If you want to give a boring but safe answer you’d say Sajid Javid. He was supposed to be speaking at a think tank do but the chair said “sorry, the Home Secretary can’t make it” and three MPS walked straight out. So, yes, Sajid is the man of the moment – he’s got brains, experience and a backstory. But what he hasn’t got is a movement, and that’s everything in this new age of charismati­c politics.

The thrilling, beating heart of this event is the Brexit rallies. The queue for one of them stretched around the conference centre. The speakers were a mix of old and new, and yes, some of them had campaigned against Maastricht in the Nineties. But what caught my eye was the showcasing of a fresh cohort that is younger, less southern, less posh.

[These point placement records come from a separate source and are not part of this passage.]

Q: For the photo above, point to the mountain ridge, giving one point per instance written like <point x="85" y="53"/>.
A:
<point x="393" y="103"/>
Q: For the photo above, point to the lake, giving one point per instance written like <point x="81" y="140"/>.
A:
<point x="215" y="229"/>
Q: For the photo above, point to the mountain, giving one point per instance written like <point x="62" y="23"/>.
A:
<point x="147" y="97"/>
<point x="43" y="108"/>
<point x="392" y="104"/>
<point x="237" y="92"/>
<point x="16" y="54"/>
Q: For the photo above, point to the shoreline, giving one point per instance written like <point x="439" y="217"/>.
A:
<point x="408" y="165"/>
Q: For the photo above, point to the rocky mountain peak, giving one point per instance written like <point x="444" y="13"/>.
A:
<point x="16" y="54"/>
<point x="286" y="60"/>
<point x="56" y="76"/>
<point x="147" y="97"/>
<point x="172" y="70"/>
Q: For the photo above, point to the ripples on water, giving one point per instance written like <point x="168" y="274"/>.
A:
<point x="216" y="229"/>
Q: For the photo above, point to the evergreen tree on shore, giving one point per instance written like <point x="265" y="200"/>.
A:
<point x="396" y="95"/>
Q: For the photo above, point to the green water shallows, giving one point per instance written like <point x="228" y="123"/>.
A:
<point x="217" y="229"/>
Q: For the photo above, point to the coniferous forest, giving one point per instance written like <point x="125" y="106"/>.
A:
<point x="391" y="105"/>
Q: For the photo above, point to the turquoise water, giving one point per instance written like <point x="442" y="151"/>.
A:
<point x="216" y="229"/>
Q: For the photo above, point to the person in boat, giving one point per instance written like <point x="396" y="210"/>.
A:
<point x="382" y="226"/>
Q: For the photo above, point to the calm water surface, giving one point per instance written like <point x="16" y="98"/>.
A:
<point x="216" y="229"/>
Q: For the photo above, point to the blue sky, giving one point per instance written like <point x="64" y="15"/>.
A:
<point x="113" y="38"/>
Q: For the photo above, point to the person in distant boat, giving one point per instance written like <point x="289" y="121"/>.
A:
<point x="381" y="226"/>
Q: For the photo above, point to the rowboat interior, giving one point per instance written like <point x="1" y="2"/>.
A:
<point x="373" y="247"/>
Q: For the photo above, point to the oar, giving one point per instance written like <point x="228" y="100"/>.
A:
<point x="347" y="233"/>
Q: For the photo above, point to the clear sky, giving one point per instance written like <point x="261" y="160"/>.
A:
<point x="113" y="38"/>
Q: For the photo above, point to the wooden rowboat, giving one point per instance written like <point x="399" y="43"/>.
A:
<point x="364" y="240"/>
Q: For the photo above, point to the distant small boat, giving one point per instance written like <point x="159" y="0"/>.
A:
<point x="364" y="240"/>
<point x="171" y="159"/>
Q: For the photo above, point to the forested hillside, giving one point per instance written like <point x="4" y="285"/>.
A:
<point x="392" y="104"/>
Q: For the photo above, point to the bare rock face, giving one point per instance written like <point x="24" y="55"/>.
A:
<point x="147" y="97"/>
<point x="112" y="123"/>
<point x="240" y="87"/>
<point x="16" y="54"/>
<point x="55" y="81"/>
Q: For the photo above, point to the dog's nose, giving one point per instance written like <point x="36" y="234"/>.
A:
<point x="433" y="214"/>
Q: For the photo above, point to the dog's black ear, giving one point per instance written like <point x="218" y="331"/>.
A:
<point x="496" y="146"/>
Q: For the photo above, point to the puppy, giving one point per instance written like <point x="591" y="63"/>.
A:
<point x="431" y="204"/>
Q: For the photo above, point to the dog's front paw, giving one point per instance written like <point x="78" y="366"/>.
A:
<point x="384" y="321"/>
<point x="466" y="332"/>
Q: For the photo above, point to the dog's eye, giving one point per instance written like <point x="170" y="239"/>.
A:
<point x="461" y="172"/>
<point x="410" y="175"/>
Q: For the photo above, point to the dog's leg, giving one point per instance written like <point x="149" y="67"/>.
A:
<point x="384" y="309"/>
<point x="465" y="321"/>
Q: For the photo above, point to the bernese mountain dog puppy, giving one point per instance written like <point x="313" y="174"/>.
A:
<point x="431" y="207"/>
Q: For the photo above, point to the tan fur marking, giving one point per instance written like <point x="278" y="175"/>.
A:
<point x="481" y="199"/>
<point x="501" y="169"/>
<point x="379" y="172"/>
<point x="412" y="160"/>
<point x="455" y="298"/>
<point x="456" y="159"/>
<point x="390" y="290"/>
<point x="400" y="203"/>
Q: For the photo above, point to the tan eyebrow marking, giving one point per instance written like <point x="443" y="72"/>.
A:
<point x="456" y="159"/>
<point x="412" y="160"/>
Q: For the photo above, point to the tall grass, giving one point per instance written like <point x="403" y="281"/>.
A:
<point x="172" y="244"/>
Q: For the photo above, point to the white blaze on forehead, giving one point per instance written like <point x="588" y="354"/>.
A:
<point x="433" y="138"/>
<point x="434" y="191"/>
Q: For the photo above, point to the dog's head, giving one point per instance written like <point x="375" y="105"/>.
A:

Notable at this rally were Ben Houchen, mayor of Tees Valley, who looks and sounds like a docker, Ross Thomson, MP for Aberdeen South, and Andrea Jenkyns, who gave a leadership pitch that sunk like a lead balloon. A pity because she astutely listed the themes common to those newer MPS who are reliant on ex-labour voters drawn to the Conservati­ves by Brexit. Those being patriotism, sovereignt­y, industry and (you’d be amazed how often Brexiteers who live nowhere near the sea mention this) shipbuildi­ng.

Finally, Conor Burns MP introduced not Boris – his former boss at the foreign office – but, yet again, Jacob Rees-mogg. Brexit, said the Moggatron, will help the poorest parts of the UK by cutting tariffs and immigratio­n. Cheap food and rising wages, in the dreams of an emerging populist Right, wrap together economic and social conservati­sm in a package that can appeal to Newcastle as much as Somerset.

Brexiteers claim to be on the side of the common man, but are they really? Hmm. I’ve noticed that reporters tend to ask Jacob the wrong questions. They hound him about gay marriage and abortion, which voters regard as conscience issues and, if anything, they admire the man for being an authentic Christian. What journalist­s should pin Jacob down on is what he thinks about privatisat­ion or welfare reform. He is what he looks like – a very rich Thatcherit­e.

Even at the most populist meetings at this conference, I’ve yet to hear the words “food banks” or “universal credit” or “austerity”. This leads one to suspect that the Brexiteers may have connected with the ex-labour working class on culture but have yet fully to embrace their world view on economics.

Ironically, it’s Mrs May who came closest to doing that when she was first elected Prime Minister and spoke of the “just managings”, the sort of rhetoric that got several Brexit-loving, Chequers-hating MPS elected in 2017. But then the Prime Minister lost her One Nation mojo and sunk back into just about managing her own party.

Not that the magic is entirely lost. At the same reception where Jacob played the white knight, Mrs May showed up in a sharp black dress to give an authoritat­ive, well received speech. She’s in trouble but unlike Boris she is putting up a fight. And she looks rather sexy in black, too.

Am I allowed to say that any more? Don’t care. I just did.